Long read technologies, such as Pacific Biosciences and Oxford Nanopore, have high error rates (from 9% to 30%). Hence, numerous error correction methods have been recently proposed, each based on different approaches and, thus, providing different results. As this is important to assess the correction stage for downstream analyses, we designed the ELECTOR software, providing evaluation of long read correction methods. This software generates additional quality metrics compared to previous existing tools. It also scales to very long reads and large datasets and is compatible with a wide range of state-of-the-art error correction tools [17]. ELECTOR is freely available at https://github.com/kamimrcht/ELECTOR.

Evaluation of insertion variant callers on real human data

Participants : Wesley Delage, Claire Lemaitre.

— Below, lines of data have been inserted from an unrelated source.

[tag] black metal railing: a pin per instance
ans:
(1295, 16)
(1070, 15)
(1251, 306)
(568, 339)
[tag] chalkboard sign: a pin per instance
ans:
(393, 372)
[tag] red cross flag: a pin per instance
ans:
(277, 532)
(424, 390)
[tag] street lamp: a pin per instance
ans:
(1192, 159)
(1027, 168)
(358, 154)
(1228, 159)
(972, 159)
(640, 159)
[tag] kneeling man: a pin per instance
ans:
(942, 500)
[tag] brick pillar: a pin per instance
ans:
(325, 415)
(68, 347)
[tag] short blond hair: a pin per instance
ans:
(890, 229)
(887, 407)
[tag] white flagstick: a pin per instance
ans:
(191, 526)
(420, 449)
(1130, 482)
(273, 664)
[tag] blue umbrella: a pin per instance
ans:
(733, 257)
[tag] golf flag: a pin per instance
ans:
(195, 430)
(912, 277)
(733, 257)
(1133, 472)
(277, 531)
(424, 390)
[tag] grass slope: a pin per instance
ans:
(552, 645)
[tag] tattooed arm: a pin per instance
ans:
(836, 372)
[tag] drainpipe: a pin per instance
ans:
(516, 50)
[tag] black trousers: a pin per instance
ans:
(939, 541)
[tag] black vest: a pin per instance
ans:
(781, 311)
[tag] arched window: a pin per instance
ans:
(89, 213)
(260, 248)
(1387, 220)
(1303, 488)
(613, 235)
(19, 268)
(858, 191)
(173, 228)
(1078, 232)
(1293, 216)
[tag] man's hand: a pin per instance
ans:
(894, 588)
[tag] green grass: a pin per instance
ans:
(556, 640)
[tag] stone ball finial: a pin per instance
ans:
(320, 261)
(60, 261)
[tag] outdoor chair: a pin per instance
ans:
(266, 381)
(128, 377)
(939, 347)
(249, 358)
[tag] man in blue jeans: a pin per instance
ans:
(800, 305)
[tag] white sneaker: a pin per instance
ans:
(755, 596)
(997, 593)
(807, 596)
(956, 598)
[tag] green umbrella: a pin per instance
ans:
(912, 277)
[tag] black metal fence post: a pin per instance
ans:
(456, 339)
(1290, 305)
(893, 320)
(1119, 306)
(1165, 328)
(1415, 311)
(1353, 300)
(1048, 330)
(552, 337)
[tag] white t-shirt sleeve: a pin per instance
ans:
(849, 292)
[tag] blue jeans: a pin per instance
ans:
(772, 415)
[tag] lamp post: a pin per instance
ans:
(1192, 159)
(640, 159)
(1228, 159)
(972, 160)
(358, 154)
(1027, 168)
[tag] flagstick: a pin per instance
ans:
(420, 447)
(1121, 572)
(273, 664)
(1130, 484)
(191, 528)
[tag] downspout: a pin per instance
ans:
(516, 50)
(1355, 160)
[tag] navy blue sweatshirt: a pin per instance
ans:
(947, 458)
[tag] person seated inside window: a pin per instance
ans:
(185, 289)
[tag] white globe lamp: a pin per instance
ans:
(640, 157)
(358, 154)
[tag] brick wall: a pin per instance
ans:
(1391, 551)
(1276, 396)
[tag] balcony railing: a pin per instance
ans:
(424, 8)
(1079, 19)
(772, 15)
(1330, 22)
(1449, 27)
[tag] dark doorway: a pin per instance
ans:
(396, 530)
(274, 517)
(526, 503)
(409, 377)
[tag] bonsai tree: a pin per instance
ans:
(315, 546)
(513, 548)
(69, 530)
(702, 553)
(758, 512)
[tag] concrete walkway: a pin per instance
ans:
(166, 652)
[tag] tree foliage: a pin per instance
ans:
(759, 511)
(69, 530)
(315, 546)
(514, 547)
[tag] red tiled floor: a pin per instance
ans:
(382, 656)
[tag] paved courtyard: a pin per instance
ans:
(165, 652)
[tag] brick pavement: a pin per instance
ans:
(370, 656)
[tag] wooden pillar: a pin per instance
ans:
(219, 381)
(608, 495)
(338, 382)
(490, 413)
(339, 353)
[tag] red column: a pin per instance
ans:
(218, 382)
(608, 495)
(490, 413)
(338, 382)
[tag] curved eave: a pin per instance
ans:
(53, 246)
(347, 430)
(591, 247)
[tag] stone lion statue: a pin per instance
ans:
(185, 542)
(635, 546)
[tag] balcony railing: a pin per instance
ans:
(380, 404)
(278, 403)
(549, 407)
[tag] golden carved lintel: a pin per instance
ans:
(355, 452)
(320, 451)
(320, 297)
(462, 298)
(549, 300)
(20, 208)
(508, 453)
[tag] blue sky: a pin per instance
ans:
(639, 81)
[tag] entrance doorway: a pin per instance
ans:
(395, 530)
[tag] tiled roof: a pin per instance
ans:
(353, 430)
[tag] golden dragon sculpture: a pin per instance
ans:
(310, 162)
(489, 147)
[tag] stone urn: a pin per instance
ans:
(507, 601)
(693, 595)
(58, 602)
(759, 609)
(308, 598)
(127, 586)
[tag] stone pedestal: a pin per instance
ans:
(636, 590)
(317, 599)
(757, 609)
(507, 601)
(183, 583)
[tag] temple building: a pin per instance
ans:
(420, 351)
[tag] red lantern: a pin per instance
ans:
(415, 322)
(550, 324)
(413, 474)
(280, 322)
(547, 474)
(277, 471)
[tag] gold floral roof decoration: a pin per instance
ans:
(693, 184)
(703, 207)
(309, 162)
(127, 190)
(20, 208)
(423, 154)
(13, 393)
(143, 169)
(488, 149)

Insertion variants are one of the most common types of structural variation. Although such variants have many biological impacts on species evolution and health, they have been understudied because they are very difficult to detect with short read re-sequencing data. Recently, with the commercialization of novel long reads technologies, insertion variants are finally being discovered and referenced in human populations. Thanks to several international efforts, some gold standard call sets have been produced in 2019, referencing tens of thousands insertions. On these datasets, all existing short-read insertion variant callers, including our own method MindTheGap [9] which overtook others on simulated data, can reach at most 5 to 10 % of the referenced insertion variants. In this work, we propose a classification of the different types of insertion variants, based on the genomic context of the insertion site and the levels of duplication contained in the inserted sequence or within its breakpoints. In a detailed benchmark, we then analyze which of these types are the most impacted by the low recall of existing methods. Finally, by simulating various identified factors of difficulty, we investigate the causes of low recall and how these can be bypassed or improved in existing algorithms.

Modeling activities in cooperation with Inria project Dyliss

Participant : Jacques Nicolas.

J. Nicolas has maintained a partial activity with its previous research team Dyliss. In this framework, we have explored the use of Formal Concept Analysis (FCA) to ease the analysis of biological networks. The PhD thesis of L. Bourneuf on graph compression using FCA, defended this year, has introduced a new extension of FCA for this purpose, working on triplet concepts, which correspond to overlapping bicliques in graphs. The search space of concepts for graph compression has been presented in [21]. FCA applied to data on the steady states of a Boolean network and the dependencies between its proteins allowed to build a classifier used to analyze the states according to the phenotypic signatures of its network components. We have identified variants to the phenotypes and characterized hybrid phenotypes [19].